Henne-Ei-Problem beim Hochlauf
Der Hochlauf einer Wasserstoffwirtschaft scheitert nach Meinung von M. Sterner aktuell am Henne-Ei-Problem: Sowohl potenzielle Erzeuger als auch Anwender von „grünem“ Wasserstoff und seiner Derivate werden mit substanziellen Abnahme- beziehungsweise Versorgungsrisiken sowie hohen Erlösrisiken konfrontiert. VDI-Direktor A. Willig bekräftigt dies, indem er eine koordinierte politische Unterstützung fordert, die jetzt beide Risiken gezielt adressiert – und das über 2030 hinaus.
VDI-Maßnahmenpakete für Politik und Wirtschaft
Im Rahmen der VDI-Initiative ist ein Zukunftsdialog Wasserstoff mit namhaften Experten entstanden. Vorsitzender des Dialogs ist M. Sterner, Mitglied im Nationalen Wasserstoffrat der Bundesregierung. Stakeholder über die gesamte Wertschöpfungskette hinweg wurden an einen Tisch gebracht – darunter Vertreter aus Behörden, Infrastruktur, Anwendung und Erzeugung.
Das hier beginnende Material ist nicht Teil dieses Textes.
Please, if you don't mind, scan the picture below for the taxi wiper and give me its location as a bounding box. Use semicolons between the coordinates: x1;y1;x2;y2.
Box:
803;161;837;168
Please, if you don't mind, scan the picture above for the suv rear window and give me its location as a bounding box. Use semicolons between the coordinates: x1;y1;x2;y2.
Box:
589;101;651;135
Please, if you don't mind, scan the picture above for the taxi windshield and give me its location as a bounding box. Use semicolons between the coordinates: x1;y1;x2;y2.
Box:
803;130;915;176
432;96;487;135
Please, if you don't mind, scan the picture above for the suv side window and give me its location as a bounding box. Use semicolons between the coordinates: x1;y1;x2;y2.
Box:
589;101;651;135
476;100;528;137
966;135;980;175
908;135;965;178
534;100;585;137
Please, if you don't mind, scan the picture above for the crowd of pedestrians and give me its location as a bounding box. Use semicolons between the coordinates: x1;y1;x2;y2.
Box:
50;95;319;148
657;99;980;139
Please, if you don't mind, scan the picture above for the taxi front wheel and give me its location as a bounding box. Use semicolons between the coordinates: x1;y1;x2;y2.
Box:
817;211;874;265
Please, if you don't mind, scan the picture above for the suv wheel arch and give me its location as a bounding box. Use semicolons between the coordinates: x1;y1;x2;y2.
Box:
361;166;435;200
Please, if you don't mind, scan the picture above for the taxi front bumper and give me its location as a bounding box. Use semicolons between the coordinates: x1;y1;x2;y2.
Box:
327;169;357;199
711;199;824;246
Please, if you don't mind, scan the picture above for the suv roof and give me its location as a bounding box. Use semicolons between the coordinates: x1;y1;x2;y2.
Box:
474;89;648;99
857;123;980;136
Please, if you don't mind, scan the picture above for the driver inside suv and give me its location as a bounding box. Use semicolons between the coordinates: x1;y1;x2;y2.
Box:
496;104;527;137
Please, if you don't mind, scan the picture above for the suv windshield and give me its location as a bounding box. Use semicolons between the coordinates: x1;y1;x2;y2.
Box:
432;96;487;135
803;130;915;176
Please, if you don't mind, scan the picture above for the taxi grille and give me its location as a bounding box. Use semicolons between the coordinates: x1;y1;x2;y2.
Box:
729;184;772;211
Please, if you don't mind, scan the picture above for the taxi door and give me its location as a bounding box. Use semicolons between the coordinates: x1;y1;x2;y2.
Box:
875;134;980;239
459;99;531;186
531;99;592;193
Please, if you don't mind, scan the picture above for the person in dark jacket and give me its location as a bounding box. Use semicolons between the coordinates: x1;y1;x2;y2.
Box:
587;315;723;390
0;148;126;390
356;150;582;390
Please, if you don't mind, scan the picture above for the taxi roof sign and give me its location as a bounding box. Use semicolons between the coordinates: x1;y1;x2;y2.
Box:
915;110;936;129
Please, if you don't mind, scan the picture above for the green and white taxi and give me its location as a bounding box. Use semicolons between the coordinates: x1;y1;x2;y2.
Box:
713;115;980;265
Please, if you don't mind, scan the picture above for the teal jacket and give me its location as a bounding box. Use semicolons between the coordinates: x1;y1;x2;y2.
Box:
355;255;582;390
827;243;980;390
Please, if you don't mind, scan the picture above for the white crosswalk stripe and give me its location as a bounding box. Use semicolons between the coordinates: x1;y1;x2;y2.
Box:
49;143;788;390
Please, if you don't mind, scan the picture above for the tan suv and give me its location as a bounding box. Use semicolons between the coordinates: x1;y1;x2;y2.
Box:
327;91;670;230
Das erste Maßnahmenpaket zielt darauf ab, die Erzeugung von „grünem“ Wasserstoff zu fördern und ihn wettbewerbsfähig gegenüber fossilen Energieträgern zu machen. Derzeit stammen laut Energieversorgungsunternehmen nur rund 5 % des in Deutschland produzierten Wasserstoffs aus erneuerbaren Quellen. Das zweite Paket stärkt die industrielle Nachfrage, beispielsweise durch den Aufbau eines Handels mit „grünem“ Wasserstoff.
Zu den weiteren Ergebnissen zählen 28 Einzelmaßnahmen in Form von Steckbriefen. Die Empfehlungen reichen von Steuervergünstigungen über gezielte Förderinstrumente wie Differenzkostenmodelle bis zu einer Weiterentwicklung der THG-Quote und Grüngasquote.
„Grüner“ Wasserstoff ist laut dem Expertengremium ein Schlüssel zur Defossilisierung der Industrie. Außerdem benötigten schwer elektrifizierbare Prozesse – beispielweise in der Luft- und Schifffahrt sowie im Schwerlastverkehr – Wasserstoff und synthetische Kraftstoffe als klimaneutrale Alternative. Für die saisonale Speicherung erneuerbarer Energien – Stichwort „Dunkelflaute“ – ist Wasserstoff und Power-to-X ebenfalls unerlässlich.
Planungssicherheit und wettbewerbsfähige Preise
Wettbewerbsfähige Preise und Planungssicherheit für industrielle Unternehmen bilden nach dem Energieexperten M. Sterner die Basis. Preis- und Abnahmegarantien helfen dem Hochlauf. Nur wenn Unternehmen verlässlich mit Wasserstoff planen können, investieren sie in die nötige Infrastruktur und Technologien.
Der VDI ruft Politik und Wirtschaft auf, die vorgelegten Empfehlungen zu nutzen und den Wasserstoffhochlauf systematisch zu gestalten. Der VDI-Direktor erklärt, dass die Empfehlungen des VDI bereitstehen. Das Know-how soll genutzt werden, damit aus Visionen endlich Wirklichkeit wird.